When Wells Fargo approached Leslie Odom, Jr. to help them raise awareness around their mission to support Black businesses, the Tony and Grammy Award-winning entertainer said he wasn’t sure exactly why they chose him to partner up with. However, he knew exactly why he wanted to team up with them.
The One Night In Miami actor said he has a personal connection to one of the stories that are a part of Well Fargo’s summer short film series, ‘We Made A Way’, and jumped at the chance to spread the word about the initiative’s mission.
“The story about the Gibson School of Music in Philadelphia, where I grew up, really resonated with me,” the twice Academy Award-nominated Odom told Essence. “Hearing that first-hand account that Wells Fargo’s small business grants helped keep them afloat is one of the many reasons I had to support.”
Along with the film series, Wells Fargo’s Open for Business Fund offers small businesses relief from the ravaging economic aftermath of COVID-19. The fund is a roughly $420 million recovery effort that has a strong focus on supporting racially and ethnically diverse entrepreneurs and non-profit leaders hardest hit by the pandemic.
“I’ve seen the impact that small businesses have made on helping local communities this past year,” Odom said.
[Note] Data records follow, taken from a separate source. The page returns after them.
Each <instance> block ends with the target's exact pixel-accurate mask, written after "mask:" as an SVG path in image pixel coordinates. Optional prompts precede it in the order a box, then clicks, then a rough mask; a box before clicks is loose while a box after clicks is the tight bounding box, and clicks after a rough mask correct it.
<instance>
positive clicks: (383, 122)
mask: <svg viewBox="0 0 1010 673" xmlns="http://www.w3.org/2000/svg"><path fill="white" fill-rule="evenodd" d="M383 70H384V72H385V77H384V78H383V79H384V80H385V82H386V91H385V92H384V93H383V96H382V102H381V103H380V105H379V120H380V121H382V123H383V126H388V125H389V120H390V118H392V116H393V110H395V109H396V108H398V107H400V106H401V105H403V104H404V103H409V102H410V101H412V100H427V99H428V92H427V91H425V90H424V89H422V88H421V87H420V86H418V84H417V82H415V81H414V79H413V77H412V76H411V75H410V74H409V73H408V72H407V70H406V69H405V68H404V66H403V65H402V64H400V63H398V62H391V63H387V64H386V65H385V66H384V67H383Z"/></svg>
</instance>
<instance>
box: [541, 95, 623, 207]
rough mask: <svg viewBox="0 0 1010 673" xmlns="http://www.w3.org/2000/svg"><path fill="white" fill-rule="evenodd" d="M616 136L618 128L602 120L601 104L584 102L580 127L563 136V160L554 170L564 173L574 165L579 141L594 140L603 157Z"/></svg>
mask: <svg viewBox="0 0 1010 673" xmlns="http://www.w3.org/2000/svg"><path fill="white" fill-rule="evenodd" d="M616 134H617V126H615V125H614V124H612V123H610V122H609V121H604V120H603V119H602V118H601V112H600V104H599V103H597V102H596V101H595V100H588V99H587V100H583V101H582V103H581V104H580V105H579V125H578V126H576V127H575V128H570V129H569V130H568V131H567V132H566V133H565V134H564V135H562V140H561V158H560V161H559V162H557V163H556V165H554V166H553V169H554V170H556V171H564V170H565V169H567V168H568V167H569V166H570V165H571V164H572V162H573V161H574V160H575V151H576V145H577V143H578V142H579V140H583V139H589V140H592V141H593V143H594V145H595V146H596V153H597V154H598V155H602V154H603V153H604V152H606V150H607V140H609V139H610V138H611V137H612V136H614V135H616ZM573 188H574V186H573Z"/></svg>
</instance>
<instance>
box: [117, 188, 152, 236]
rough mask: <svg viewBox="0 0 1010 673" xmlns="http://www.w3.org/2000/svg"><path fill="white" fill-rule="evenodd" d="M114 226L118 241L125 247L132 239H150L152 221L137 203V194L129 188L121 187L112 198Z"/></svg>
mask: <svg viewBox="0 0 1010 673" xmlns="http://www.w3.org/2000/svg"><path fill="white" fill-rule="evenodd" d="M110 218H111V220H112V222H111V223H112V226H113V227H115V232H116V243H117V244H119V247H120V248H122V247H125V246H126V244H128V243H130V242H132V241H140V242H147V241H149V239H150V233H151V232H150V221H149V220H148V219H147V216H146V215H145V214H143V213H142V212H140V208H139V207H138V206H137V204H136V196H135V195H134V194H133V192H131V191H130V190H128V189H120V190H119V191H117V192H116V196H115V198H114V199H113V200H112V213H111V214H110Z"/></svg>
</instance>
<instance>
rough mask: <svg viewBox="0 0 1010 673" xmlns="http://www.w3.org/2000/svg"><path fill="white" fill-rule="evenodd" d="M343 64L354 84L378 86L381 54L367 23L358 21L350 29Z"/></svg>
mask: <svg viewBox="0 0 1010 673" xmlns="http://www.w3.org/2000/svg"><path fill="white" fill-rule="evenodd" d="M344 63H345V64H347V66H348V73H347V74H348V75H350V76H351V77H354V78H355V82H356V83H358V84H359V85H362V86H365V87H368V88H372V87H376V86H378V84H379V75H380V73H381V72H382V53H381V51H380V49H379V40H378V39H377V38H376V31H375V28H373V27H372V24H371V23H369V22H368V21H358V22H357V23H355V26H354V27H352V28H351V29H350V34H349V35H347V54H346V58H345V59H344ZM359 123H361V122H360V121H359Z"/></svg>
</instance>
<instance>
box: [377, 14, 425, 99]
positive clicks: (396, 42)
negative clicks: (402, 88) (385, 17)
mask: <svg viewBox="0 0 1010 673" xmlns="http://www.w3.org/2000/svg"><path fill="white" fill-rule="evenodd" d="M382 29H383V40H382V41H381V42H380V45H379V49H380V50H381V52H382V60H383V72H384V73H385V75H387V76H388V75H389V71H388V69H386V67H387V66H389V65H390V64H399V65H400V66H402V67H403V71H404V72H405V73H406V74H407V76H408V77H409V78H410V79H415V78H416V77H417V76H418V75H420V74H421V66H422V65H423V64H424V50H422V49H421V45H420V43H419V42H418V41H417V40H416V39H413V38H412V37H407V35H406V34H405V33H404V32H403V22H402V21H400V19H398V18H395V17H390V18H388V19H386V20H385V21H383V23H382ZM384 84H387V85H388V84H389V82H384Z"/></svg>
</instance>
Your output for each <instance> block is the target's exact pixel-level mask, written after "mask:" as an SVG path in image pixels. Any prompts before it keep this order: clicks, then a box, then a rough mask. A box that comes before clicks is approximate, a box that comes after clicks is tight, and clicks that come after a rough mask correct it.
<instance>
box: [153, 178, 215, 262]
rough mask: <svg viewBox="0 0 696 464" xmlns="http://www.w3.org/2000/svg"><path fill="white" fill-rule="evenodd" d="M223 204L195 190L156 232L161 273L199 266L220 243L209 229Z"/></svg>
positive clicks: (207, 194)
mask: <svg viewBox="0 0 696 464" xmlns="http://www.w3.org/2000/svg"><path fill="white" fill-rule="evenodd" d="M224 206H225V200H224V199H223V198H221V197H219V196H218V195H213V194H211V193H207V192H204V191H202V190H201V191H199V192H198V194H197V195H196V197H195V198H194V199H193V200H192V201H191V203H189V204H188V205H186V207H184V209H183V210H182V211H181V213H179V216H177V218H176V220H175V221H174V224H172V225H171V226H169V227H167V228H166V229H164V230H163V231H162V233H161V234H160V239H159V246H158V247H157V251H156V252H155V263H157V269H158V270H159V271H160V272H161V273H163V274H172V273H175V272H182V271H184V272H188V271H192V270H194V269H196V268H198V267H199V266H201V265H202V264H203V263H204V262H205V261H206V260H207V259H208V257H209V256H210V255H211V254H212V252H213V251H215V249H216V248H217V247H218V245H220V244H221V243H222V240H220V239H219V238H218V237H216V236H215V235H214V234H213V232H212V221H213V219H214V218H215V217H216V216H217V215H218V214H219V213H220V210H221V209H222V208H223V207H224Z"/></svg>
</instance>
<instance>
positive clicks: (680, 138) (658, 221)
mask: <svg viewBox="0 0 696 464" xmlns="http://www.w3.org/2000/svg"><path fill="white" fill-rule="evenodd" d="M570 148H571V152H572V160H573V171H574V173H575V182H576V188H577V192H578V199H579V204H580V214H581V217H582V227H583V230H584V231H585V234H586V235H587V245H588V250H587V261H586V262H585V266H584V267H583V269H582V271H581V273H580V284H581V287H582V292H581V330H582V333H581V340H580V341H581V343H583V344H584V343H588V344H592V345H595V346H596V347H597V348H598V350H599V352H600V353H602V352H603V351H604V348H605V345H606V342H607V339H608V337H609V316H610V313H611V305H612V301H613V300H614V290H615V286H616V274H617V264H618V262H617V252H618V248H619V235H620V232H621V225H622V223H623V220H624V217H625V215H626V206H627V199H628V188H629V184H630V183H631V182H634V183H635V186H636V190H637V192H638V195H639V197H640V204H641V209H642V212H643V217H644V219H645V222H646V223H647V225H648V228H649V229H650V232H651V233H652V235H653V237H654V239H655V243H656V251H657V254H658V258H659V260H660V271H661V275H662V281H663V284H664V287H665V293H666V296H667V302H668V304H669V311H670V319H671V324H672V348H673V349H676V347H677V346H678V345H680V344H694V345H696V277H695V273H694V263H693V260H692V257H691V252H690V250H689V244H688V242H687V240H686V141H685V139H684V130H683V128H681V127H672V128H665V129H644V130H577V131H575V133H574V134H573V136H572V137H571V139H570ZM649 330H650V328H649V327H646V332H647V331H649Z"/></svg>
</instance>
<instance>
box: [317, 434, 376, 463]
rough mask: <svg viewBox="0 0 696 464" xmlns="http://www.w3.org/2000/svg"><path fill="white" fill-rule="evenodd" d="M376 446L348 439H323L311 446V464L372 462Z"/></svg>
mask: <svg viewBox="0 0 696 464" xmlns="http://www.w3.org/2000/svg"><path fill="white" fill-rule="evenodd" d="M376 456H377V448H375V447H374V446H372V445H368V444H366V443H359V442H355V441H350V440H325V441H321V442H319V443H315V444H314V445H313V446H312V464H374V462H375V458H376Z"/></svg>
He also shared that while it’s important to highlight the resiliency of Black business owners, it’s imperative to connect them with the resources they need to not only “survive, but thrive.”
The resiliency Odom speaks of underscores the significant hurdles Black small business owners have had to contend with even before the pandemic. The unrelenting racial wealth gap continues to plague the Black community and particularly small business owners.
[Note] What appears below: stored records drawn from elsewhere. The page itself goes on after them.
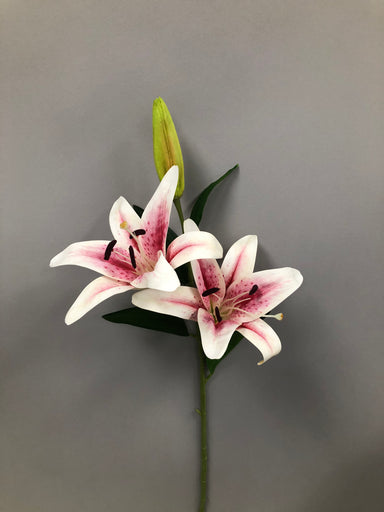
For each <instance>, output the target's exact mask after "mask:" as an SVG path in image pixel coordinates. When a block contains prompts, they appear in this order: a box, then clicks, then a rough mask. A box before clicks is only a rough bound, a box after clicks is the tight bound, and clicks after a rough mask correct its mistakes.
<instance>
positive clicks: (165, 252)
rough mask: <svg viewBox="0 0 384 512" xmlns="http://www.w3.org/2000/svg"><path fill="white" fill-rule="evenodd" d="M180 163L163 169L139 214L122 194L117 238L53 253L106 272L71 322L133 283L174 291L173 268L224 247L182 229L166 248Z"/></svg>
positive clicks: (131, 287)
mask: <svg viewBox="0 0 384 512" xmlns="http://www.w3.org/2000/svg"><path fill="white" fill-rule="evenodd" d="M178 175H179V171H178V167H177V166H173V167H171V169H169V171H168V172H167V173H166V174H165V176H164V178H163V179H162V181H161V182H160V184H159V186H158V187H157V189H156V191H155V193H154V194H153V196H152V198H151V200H150V201H149V203H148V205H147V207H146V208H145V210H144V212H143V214H142V216H141V217H139V215H138V214H137V213H136V212H135V210H134V209H133V208H132V206H131V205H130V204H129V203H128V202H127V201H126V199H124V198H123V197H120V198H119V199H118V200H117V201H116V202H115V203H114V205H113V206H112V209H111V212H110V214H109V223H110V227H111V231H112V235H113V240H94V241H89V242H78V243H74V244H72V245H70V246H69V247H67V248H66V249H64V251H62V252H61V253H59V254H58V255H57V256H55V257H54V258H53V259H52V260H51V262H50V266H51V267H58V266H60V265H78V266H80V267H86V268H89V269H91V270H95V271H96V272H99V273H100V274H102V275H103V277H99V278H97V279H95V280H94V281H92V282H91V283H90V284H89V285H88V286H87V287H86V288H84V290H83V291H82V292H81V293H80V295H79V297H78V298H77V299H76V301H75V302H74V304H73V305H72V307H71V308H70V310H69V311H68V313H67V315H66V317H65V323H66V324H68V325H69V324H72V323H73V322H75V321H76V320H78V319H79V318H81V317H82V316H83V315H85V313H87V312H88V311H89V310H90V309H92V308H94V307H95V306H97V305H98V304H99V303H100V302H102V301H103V300H105V299H107V298H109V297H111V296H112V295H115V294H117V293H122V292H125V291H128V290H131V289H133V288H154V289H157V290H165V291H172V290H175V289H176V288H177V287H178V286H179V285H180V281H179V278H178V276H177V274H176V272H175V270H174V269H175V268H177V267H179V266H180V265H183V264H184V263H186V262H189V261H191V260H193V259H195V258H202V257H203V258H206V257H208V258H220V257H222V253H223V249H222V247H221V245H220V244H219V242H218V241H217V240H216V238H215V237H214V236H213V235H211V234H210V233H206V232H194V233H192V232H191V233H184V234H183V235H181V236H179V237H177V238H176V239H175V240H173V242H172V243H171V244H170V245H169V246H168V249H167V250H166V237H167V232H168V225H169V218H170V214H171V208H172V201H173V197H174V194H175V190H176V186H177V181H178Z"/></svg>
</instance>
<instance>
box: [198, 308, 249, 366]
mask: <svg viewBox="0 0 384 512" xmlns="http://www.w3.org/2000/svg"><path fill="white" fill-rule="evenodd" d="M197 321H198V324H199V329H200V335H201V343H202V345H203V349H204V352H205V355H206V356H207V357H209V359H220V358H221V357H223V355H224V353H225V351H226V350H227V347H228V344H229V342H230V340H231V337H232V334H233V333H234V332H235V330H236V328H237V327H238V325H239V324H237V323H234V322H228V321H225V320H224V321H222V322H219V323H217V324H215V321H214V319H213V317H212V315H210V314H209V313H208V311H206V310H205V309H199V311H198V313H197Z"/></svg>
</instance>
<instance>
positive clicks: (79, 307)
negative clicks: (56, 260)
mask: <svg viewBox="0 0 384 512" xmlns="http://www.w3.org/2000/svg"><path fill="white" fill-rule="evenodd" d="M132 288H133V287H132V286H130V285H129V284H127V283H123V282H121V281H116V280H115V279H110V278H108V277H98V278H97V279H95V280H94V281H91V282H90V283H89V285H88V286H86V287H85V288H84V290H83V291H82V292H81V293H80V295H79V296H78V297H77V299H76V300H75V302H74V303H73V304H72V306H71V307H70V309H69V311H68V313H67V314H66V317H65V323H66V324H67V325H70V324H73V323H74V322H76V321H77V320H79V318H81V317H82V316H84V315H85V314H86V313H88V311H90V310H91V309H93V308H94V307H95V306H97V305H98V304H100V302H102V301H104V300H106V299H108V298H109V297H112V296H113V295H116V294H118V293H123V292H127V291H128V290H132Z"/></svg>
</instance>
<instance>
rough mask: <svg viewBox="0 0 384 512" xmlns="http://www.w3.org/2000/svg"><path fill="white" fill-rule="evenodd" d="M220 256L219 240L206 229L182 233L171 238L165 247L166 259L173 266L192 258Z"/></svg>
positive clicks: (180, 263) (220, 249)
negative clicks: (165, 248) (181, 233)
mask: <svg viewBox="0 0 384 512" xmlns="http://www.w3.org/2000/svg"><path fill="white" fill-rule="evenodd" d="M222 256H223V248H222V247H221V245H220V243H219V241H218V240H217V239H216V238H215V237H214V236H213V235H212V234H211V233H207V232H206V231H193V232H192V231H191V232H189V233H184V234H182V235H180V236H178V237H177V238H176V239H175V240H173V241H172V242H171V243H170V244H169V246H168V249H167V260H168V261H169V263H170V264H171V265H172V267H173V268H178V267H180V265H183V264H184V263H188V262H189V261H192V260H197V259H205V258H221V257H222Z"/></svg>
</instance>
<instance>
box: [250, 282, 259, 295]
mask: <svg viewBox="0 0 384 512" xmlns="http://www.w3.org/2000/svg"><path fill="white" fill-rule="evenodd" d="M258 289H259V287H258V286H257V284H254V285H253V286H252V288H251V290H250V292H249V295H253V294H254V293H256V292H257V290H258Z"/></svg>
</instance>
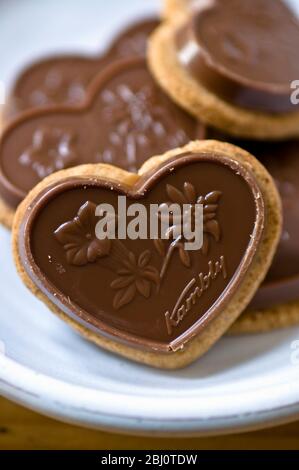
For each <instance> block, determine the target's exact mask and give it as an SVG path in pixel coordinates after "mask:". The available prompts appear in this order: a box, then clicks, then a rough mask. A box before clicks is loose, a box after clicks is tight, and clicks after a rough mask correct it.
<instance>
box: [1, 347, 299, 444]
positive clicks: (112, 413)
mask: <svg viewBox="0 0 299 470" xmlns="http://www.w3.org/2000/svg"><path fill="white" fill-rule="evenodd" d="M53 385H54V386H53ZM55 385H56V386H55ZM291 385H292V388H293V390H292V394H291V395H292V396H293V397H294V398H295V399H294V400H291V399H290V397H284V398H287V399H286V402H285V403H280V404H279V405H277V406H275V404H274V403H272V404H271V406H269V405H268V406H265V404H264V406H262V407H260V408H259V409H254V408H252V404H250V406H249V408H250V409H247V410H246V409H244V408H243V410H242V409H239V411H237V412H236V413H227V414H226V413H225V412H224V410H225V407H224V408H223V413H222V414H220V415H219V416H218V417H215V416H212V415H211V416H203V415H202V414H201V413H198V411H197V414H196V413H195V415H194V416H193V417H192V418H190V417H184V416H171V415H169V416H168V417H167V416H165V415H164V416H161V415H160V416H159V415H157V414H156V415H153V416H151V417H150V416H144V413H142V409H140V410H138V407H137V411H136V400H137V402H138V406H139V407H140V404H141V405H143V406H144V408H143V410H144V409H145V408H146V409H151V406H152V405H153V403H155V404H157V401H158V400H159V401H160V407H159V408H162V409H163V410H164V411H165V404H168V407H169V405H170V402H175V403H177V402H178V401H179V402H181V401H182V400H184V397H180V398H171V399H169V398H167V397H166V396H165V397H157V396H155V397H153V398H152V399H151V398H149V397H148V396H141V395H140V394H136V395H131V394H125V393H116V392H114V391H113V392H107V391H103V390H100V389H94V388H91V387H84V386H81V385H75V384H71V383H68V382H64V381H62V380H61V379H57V378H54V377H51V376H48V375H45V374H43V373H38V372H36V371H34V370H33V369H30V368H29V367H27V366H24V365H21V364H20V363H18V362H16V361H14V360H13V359H10V358H8V357H7V356H5V355H4V354H0V392H1V394H2V395H3V396H4V397H5V398H7V399H9V400H11V401H14V402H16V403H18V404H20V405H23V406H25V407H27V408H29V409H31V410H34V411H36V412H38V413H41V414H44V415H46V416H49V417H52V418H55V419H57V420H59V421H63V422H67V423H71V424H75V425H78V426H83V427H87V428H93V429H100V430H105V431H110V432H119V433H126V434H133V435H134V434H135V435H136V434H139V435H140V434H143V435H151V436H152V435H153V433H154V434H155V435H157V436H158V435H161V436H162V437H163V436H171V435H173V436H180V435H181V436H207V435H219V434H228V433H234V432H245V431H251V430H257V429H263V428H266V427H271V426H274V425H279V424H285V423H288V422H291V421H295V420H296V419H298V417H299V398H298V397H299V381H297V383H296V382H294V383H293V384H290V383H288V384H286V387H287V388H286V389H288V388H289V387H290V386H291ZM277 387H278V388H280V389H281V384H277ZM270 388H271V390H272V392H273V385H272V386H270ZM267 389H268V387H266V388H265V389H261V390H262V391H263V392H265V391H267ZM70 391H72V392H73V394H72V399H71V401H70V400H69V397H70ZM59 392H60V393H59ZM238 393H239V394H240V392H238ZM267 393H268V392H267ZM248 394H250V395H252V390H250V391H249V392H248V393H247V394H246V393H245V394H244V396H245V402H246V399H247V395H248ZM274 395H275V394H273V396H274ZM112 397H117V405H118V406H117V408H118V410H117V411H115V410H113V400H112V399H111V398H112ZM268 397H269V394H268ZM90 398H92V400H91V402H92V406H89V404H88V403H87V401H88V400H89V399H90ZM185 398H186V397H185ZM195 401H196V397H193V398H192V399H191V398H190V396H188V404H189V406H190V404H191V405H194V404H195ZM128 402H129V403H128ZM126 404H129V405H133V406H131V411H128V410H127V407H126ZM129 408H130V406H129ZM124 410H126V413H124ZM195 410H196V407H195Z"/></svg>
Between February and April of 2020, Black business ownership declined more than 40%, the largest drop across any ethnic group, according to a report by the House Committee on Small Business Committee.
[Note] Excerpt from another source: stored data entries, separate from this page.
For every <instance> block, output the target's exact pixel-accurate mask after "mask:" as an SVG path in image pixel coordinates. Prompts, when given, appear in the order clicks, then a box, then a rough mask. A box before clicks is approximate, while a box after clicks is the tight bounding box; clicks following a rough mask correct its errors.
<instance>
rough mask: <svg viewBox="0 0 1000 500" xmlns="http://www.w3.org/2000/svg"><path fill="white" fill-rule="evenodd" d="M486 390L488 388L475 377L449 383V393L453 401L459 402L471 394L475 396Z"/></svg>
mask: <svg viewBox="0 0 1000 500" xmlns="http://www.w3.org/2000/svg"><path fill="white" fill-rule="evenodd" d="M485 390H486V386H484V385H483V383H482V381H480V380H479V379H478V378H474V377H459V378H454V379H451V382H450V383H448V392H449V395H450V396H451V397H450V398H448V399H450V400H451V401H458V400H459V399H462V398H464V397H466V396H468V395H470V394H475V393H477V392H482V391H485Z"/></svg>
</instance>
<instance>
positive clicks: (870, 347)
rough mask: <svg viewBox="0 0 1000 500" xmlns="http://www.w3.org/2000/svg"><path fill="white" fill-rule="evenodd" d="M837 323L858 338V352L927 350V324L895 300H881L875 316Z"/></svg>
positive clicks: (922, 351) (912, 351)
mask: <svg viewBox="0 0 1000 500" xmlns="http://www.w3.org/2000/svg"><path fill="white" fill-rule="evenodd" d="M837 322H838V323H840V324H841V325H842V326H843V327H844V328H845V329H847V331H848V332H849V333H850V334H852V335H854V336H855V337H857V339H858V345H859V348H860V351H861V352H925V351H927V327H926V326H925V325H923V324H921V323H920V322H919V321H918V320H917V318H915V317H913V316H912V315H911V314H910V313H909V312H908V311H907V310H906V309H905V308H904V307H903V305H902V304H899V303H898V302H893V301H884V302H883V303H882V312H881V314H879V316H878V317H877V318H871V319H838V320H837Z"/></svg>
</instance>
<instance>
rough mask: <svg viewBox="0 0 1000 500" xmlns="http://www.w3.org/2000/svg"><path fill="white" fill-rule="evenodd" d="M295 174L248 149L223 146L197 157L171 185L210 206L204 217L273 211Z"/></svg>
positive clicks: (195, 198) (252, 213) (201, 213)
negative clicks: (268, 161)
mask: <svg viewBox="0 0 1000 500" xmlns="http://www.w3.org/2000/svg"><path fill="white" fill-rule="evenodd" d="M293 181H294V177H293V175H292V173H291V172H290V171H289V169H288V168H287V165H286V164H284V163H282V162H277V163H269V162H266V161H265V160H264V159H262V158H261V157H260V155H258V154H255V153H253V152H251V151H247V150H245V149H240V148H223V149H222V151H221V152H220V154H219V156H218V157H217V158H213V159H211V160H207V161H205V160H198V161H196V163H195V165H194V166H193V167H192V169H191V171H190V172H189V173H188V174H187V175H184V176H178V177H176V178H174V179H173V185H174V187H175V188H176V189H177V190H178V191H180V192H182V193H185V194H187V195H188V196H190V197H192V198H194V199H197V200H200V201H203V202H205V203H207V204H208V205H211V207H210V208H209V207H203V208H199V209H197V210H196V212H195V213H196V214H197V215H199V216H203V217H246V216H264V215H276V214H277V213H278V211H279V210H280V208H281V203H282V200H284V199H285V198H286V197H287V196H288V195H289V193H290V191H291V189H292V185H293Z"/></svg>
Although those numbers are sobering, Odom wants weary Black founders to remain hopeful, especially since he can relate to once feeling downtrodden about his professional future and almost quit acting altogether.
“I was approaching 30 and my career still wasn’t where I wanted it to be,” he said. “When I shared this with my mentor, he listened and said ‘you can quit, but I’d love to see you try before you do that.’”
After assuring his mentor that he’d been trying, he shared that he was told to ‘exhaust all options’ and things will start to fall into place. Clearly, they did.
And fortunately, Wells Fargo is offering options for Black entrepreneurs to continue to make a way.